Wednesday, February 15, 2012

Bson has one effiiciency that Qson doesn't

Bson names are generally shorter than the data, so Bson makes then c strings, their total storage is much less when we can assume short strings. From the point of view of a query syntax with joins, the grammar of joins, it goes easier when the name structure looks mostly like any other structure. This is a trade off, structured and jin ready, ro compact and requiring more byte counting. For a short name with eight letters, Qson will waste about 30 bytes, total I imagine, including B tree inefficiency. When the key is always a blob, sqlite3 has the character count, always handy from beginning to end.
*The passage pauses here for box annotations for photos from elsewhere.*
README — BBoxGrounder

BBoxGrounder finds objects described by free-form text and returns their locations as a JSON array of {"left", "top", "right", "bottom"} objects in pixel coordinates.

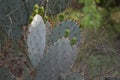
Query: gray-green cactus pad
[
  {"left": 26, "top": 14, "right": 46, "bottom": 67},
  {"left": 36, "top": 38, "right": 77, "bottom": 80},
  {"left": 47, "top": 20, "right": 80, "bottom": 46}
]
That recovers a lot of the inefficiency in the B Tree. But native Qson sends over the wire will be bloated compared to Bson, the more naming the more bloated. But Bson still has the forward count or pointer, so fundamentally they still make Bson convolution work.
The native bundle format for Qson is:

|KeyLen|KeyData|Link|RowCount|

Qson maintains the row count, the size of the enclosed object, and the key length keep with key data. So, between machines, Qson just shuffles in an out. Qson count in rows and byte counts. But look at the waste of space when a key is a short name. In local memory, the key data is stored with malloc, and the output system can stream inefficient malloced buffers to the socket.

But that is a small trade compared to the power of being able to name data points arbitrarily along its length, andthen have an efficiet indexing on the name.